Idea ID: 1638649

Backup a single file system with multiple streams

Status: Accepted

Brief description:

While file systems continue to grow and the underlaying disk subsystems become faster the backups of large file systems are still one of the major concerns for traditional backup environments. The Data Protector Disk Agent should support multiple streams on a single file system that can be configured similar to device concurrency to drastically speed up the backup and the restore operation.

Picture1.png

Existing Enhancement Requests:

QCCR2A62413: Support multiple disk agents per volume

Benefit:

Reduce the complexitiy of subdividing file systems manually into smaller pieces. Optimize for backup and restore performance using multiple streams even on large file systems with millions of files and folders.

Tags:

  •  
    we are actually seeing performance increases of 2-3 times of a standard DA backup. That's in the ballpark of multi-streamed approaches. The goal is to make backup and restore go faster and that's not necessarily depending on the number of streams.

    However we are looking at a multi-stream option for BBB.

  • will Block-Based-Backup do more than a single, sequential read?  If not, you're really not addressing the problem.  Yes, skipping the OS filesystem layer will yield a performance improvement, but not of the magnitude needed.  A block-based, single-stream, sequential read of an object measured in dozens of TB is still untenable.  Whether block-based or filesystem-based, the agent needs intelligence added to analyze the object to be backed up and dynamically execute a divide-and-conquer strategy.  I've been preaching this for more than a decade.  Thanks.

  •  

    This will be addressed within Block-Based-Backup

  • Hi Shishir, Hi antaln,

    Thanks for your questions. I had to think about this for a few days.
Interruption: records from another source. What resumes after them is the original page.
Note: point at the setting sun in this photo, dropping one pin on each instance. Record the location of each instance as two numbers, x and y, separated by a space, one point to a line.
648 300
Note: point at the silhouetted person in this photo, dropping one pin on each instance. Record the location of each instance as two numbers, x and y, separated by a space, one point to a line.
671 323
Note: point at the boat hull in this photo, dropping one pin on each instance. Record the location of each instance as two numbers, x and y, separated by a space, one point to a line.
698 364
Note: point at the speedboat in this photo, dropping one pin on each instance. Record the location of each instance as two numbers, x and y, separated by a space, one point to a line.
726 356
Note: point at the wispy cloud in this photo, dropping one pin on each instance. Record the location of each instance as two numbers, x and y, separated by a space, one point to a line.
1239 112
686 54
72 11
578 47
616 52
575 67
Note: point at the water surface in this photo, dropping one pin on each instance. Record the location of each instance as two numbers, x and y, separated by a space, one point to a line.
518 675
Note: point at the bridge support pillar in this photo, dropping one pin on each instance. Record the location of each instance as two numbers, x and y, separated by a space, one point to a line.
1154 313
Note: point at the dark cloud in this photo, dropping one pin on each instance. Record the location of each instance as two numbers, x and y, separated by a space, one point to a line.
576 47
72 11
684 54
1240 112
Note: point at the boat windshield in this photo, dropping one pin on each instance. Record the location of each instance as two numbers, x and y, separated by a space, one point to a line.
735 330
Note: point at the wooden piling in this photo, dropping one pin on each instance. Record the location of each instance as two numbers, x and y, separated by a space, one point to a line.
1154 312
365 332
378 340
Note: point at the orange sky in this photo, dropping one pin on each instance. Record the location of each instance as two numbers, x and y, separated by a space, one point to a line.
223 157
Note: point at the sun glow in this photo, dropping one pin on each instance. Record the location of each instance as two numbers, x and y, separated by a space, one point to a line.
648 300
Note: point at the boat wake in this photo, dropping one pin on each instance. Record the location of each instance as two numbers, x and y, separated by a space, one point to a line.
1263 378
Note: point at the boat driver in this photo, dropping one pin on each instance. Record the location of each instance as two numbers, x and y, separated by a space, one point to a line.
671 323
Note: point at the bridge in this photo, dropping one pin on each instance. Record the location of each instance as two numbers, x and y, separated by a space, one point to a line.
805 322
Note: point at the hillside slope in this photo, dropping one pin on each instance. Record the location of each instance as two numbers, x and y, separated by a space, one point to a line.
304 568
     is right, having a multi-thread only implementation for backing up data has benefits. It would allow us to maintain the single object for each drive or mount point that can be directly presented in the GUI for restore and taken into consideration for Object Copy and Consolidation. The biggest disadvantage is that it does not cover the restore part where a multi-thread operation does not offer any advantage. Usually the backup media is sequential.
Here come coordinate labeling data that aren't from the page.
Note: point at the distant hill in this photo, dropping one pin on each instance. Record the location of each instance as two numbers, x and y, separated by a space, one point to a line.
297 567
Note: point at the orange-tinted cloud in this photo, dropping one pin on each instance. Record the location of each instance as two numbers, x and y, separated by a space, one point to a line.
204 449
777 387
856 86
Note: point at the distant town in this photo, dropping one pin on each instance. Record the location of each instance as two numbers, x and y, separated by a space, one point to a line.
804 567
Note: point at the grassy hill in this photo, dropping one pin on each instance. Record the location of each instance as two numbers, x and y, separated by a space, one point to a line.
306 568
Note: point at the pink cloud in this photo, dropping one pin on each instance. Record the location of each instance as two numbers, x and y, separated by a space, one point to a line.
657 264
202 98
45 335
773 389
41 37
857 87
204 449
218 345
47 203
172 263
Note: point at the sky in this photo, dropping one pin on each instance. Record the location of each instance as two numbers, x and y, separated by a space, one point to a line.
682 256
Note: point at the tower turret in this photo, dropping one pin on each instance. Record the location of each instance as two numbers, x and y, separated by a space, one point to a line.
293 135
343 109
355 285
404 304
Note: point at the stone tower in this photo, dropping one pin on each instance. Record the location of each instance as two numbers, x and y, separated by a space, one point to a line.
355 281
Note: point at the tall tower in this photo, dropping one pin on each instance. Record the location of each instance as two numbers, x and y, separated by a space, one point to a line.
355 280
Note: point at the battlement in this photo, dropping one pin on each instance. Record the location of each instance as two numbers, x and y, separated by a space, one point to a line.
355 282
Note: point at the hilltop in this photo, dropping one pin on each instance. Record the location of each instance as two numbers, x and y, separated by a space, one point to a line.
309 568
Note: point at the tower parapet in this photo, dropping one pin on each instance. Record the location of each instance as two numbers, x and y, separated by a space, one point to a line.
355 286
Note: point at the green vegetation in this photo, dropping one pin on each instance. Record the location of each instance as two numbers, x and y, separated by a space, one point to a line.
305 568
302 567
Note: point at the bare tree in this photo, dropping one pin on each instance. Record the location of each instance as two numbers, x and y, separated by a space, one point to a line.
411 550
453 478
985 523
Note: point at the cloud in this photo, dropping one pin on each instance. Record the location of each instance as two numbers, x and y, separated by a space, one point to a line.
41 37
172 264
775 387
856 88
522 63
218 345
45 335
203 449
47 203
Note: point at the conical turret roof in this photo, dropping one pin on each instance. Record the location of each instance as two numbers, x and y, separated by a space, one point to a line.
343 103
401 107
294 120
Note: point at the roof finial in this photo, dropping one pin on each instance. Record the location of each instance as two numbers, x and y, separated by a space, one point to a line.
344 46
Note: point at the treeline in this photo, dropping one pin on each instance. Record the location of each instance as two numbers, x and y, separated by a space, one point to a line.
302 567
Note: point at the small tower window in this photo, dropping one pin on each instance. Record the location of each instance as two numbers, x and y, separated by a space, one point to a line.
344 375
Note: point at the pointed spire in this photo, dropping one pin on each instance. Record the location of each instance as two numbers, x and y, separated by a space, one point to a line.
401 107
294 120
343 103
    Only a multi-stream solution offers benefits on backup and restore since Data Protector can restore from multiplexed media or multiple drives at the same time. Having multiple sub-objects would also allow Object Copy and Consolidation to scale with the number objects. In any case this must be transparent to the user. The individual parts of the multi-stream backup object must mapped into a single logical object (e.g. use the same description of each sub-object).

    Regards,
    Sebastian Koehler

  •  I would think that the multi-thread read would be effectively transparent to the existence of a single object.  That is to say, if a VBDA for WINFS object "F:/Users" or a VBDA for FILESYSTEM object "/var" decides to multi-thread for read efficiency during backup,  the objects "F:/Users" and "/var" should remain monolithic objects in the IDB and for the purposes of object copy, restore, and verification.  Otherwise, you'll have what you see now with manual divide and conquer where a restore context presents multiple "F:/Users" objects or multiple "/var" objects for restore, and you have to pray that you used good object descriptions in the backup spec to give yourself a clue which rabbit hole to jump down for restoring a specific folder or file.